Боброва с укором посмотрела на меня, проговорила что-то злобное и быстро поднялась наверх в свою комнату. На этот раз городовой сел, прислонившись спиной к двери, так что никто не мог выйти, не разбудив его.

II

Допрос Ичалова

Был шестой час утра. Уже кое-где слышались голоса прохожих на улице. Я не ложился спать в ожидании скорого прибытия Ичалова.

Ровно в семь часов привели арестанта, которого я принял в своем кабинете.

– Прошу вас рассказать мне, как было дело. Говорите, ничего не упуская и не скрывая ни малейшей подробности. Боброва во всем созналась.

– Если так, то я не имею никакой причины скрывать истину. Действительно, она зарезала Елену Владимировну Русланову; я был этому только свидетель.

– Вы ей подали бритву.

– Нет, неправда: бритва была в кармане у нее самой.

– Откуда же можете вы это знать?

– Я видел с лестницы.
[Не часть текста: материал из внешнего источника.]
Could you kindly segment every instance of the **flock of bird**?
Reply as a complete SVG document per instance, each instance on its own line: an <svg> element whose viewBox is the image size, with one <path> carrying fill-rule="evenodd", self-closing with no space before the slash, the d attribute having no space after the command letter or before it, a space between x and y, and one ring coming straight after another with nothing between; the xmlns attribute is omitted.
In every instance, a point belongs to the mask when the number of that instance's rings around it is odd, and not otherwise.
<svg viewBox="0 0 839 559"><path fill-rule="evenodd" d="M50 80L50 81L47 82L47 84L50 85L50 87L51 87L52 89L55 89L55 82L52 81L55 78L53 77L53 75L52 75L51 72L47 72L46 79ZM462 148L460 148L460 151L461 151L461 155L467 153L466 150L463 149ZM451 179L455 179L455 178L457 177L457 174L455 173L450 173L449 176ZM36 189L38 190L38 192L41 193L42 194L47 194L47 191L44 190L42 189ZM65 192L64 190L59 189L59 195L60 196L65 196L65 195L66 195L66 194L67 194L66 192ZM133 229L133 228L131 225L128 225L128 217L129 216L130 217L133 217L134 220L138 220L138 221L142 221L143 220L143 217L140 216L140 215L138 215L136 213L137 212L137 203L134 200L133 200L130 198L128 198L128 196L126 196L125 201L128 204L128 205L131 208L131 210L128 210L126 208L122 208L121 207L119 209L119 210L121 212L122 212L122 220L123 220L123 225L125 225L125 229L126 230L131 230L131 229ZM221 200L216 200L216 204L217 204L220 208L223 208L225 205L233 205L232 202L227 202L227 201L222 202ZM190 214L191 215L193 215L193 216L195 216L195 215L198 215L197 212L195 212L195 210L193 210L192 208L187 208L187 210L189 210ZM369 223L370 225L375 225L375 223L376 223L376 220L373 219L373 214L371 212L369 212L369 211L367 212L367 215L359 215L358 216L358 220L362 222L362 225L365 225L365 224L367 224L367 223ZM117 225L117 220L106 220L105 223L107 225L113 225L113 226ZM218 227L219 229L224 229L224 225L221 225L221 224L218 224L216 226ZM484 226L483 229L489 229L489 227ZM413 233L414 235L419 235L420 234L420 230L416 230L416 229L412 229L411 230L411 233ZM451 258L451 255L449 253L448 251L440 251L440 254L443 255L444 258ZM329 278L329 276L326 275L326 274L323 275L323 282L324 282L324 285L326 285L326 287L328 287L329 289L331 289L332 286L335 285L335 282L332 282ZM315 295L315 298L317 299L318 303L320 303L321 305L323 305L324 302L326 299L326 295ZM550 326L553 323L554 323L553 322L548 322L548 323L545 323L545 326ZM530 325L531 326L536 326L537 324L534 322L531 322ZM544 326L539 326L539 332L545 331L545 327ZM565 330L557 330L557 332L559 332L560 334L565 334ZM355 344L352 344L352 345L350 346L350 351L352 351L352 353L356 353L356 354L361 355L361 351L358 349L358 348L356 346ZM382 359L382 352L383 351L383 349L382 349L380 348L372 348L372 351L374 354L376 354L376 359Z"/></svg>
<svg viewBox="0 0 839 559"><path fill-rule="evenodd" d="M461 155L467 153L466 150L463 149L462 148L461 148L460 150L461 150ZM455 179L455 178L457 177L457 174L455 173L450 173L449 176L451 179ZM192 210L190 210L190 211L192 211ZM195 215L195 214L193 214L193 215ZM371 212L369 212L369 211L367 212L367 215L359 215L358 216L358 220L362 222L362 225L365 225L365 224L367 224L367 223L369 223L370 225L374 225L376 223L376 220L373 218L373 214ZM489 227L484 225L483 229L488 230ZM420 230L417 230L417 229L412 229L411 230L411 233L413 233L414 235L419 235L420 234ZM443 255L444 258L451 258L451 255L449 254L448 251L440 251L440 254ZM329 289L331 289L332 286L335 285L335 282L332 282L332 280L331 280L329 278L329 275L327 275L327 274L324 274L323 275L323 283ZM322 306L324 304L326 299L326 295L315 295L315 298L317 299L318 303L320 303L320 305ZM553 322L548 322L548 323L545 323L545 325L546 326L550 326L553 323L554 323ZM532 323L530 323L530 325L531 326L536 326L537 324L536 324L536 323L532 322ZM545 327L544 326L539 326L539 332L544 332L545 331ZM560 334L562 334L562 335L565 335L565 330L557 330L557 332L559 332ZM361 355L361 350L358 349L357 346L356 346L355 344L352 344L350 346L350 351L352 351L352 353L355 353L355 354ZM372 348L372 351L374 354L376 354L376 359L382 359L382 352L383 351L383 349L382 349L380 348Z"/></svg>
Ослепленный любовью, я не мог донести об этом и сам помог ей укрыться от подозрения, унеся с собой диадему и бритву.

– Она сама вам их передала?

– Нет, она их выкинула за окно; я их поднял и унес.

– Потрудитесь рассказать последовательно все происшествие. Каким образом очутились вы на лестнице, и зачем нужно было вам на ней быть?

– Я должен сознаться, что до безумия любил Анну Дмитриевну и вовсе не понимал того, что делаю. Когда я узнал, что она была объявлена невестой Петровского, я был в отчаянии, и потом, когда она объявила, что отказала своему жениху, моему восторгу не было границ. Через несколько дней Петровский стал женихом Руслановой. Я вполне успокоился, получив надежду обратить к себе холодное и недоступное сердце Бобровой. Она, со своей стороны, стала внимательнее к моему ухаживанию и даже обнадеживала меня. Я был на седьмом небе, бросил все свои занятия и думал только о ней.

– Вы полагали, что она сама отказала Петровскому, а не он изменил данному ей слову?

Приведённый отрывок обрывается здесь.